Providing at least 75% of their secured creditors and 55% of unsecured creditors agree, the PIA would see the mortgage loan reduced to the current market value of the property and the borrower allowed to continue living in their home.
In a report published today, Moody’s says this will have a credit negative impact on Irish residential mortgage-backed securities, as it would result in as much as 25% of all Irish mortgage debt being written off.
Furthermore, the ratings agency says the legislation would discourage borrowers from maintaining their mortgage payments.
Anthony Parry, senior analyst at Moody’s, says: “Under current Irish law, a borrower defaulting on their mortgage loan faces the prospect of not only losing their home but also remaining liable for the debt in full for at least 12 years.

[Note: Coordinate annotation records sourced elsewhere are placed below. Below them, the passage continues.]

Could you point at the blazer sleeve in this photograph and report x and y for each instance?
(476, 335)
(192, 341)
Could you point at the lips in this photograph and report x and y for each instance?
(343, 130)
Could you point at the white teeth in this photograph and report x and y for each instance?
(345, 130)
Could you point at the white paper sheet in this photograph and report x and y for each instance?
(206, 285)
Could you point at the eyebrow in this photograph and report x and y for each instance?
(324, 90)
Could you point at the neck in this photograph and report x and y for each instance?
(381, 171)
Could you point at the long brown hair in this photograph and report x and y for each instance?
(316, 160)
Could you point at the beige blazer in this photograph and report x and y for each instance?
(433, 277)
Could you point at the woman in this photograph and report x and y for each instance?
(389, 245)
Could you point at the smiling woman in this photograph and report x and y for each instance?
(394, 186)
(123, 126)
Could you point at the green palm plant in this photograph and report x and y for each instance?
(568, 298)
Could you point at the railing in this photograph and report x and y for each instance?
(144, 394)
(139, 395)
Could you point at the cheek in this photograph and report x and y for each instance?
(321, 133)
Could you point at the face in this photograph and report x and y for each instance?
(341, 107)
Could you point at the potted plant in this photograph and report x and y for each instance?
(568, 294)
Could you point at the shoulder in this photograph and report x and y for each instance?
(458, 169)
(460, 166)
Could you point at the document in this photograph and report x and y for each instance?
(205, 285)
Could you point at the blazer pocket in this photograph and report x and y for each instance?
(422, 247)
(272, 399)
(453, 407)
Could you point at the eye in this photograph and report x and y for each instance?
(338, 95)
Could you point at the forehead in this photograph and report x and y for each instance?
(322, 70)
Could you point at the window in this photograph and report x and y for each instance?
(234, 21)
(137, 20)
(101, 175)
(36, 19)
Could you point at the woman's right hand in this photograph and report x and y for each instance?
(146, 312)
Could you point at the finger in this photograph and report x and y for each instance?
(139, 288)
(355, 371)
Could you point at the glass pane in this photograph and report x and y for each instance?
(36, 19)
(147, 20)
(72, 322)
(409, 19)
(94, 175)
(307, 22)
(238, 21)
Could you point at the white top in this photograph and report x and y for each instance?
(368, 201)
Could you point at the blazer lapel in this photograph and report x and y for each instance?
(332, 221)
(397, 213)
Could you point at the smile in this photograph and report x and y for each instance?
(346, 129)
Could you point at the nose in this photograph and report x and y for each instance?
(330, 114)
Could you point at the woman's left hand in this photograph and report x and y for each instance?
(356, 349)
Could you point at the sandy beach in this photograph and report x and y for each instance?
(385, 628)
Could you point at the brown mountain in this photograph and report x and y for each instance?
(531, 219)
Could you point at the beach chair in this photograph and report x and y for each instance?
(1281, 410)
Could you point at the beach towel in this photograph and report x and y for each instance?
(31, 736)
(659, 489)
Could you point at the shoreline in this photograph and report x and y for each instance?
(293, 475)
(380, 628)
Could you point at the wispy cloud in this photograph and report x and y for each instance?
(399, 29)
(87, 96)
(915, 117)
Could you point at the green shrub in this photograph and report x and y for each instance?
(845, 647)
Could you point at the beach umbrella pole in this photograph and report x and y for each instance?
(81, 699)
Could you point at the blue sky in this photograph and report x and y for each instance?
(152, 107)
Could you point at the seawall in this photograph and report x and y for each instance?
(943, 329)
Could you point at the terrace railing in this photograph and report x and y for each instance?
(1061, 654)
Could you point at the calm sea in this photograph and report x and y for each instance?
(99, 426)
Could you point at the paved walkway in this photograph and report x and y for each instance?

“Such ‘full recourse’ arrangements provide a strong incentive for financially distressed borrowers to meet their mortgage loan repayments. But under the proposed legislation, a struggling borrower – if able to use a PIA – would be able to stay in their home while also seeing part of their mortgage written off.”
He adds: “Debt forgiveness is expected to replace repossession, as Irish lenders are showing limited appetite to enforce security and political pressures encourage them to seek alternatives.
“We therefore expect debt forgiveness to become the default option for lenders dealing with unsustainable mortgage debt.”
Moody’s adds that precise details of the insolvency tests used to identify only those borrowers truly unable to pay their debts, together with banks’ willingness to veto an arrangement, will be key to determining the extent of the impact of the proposals.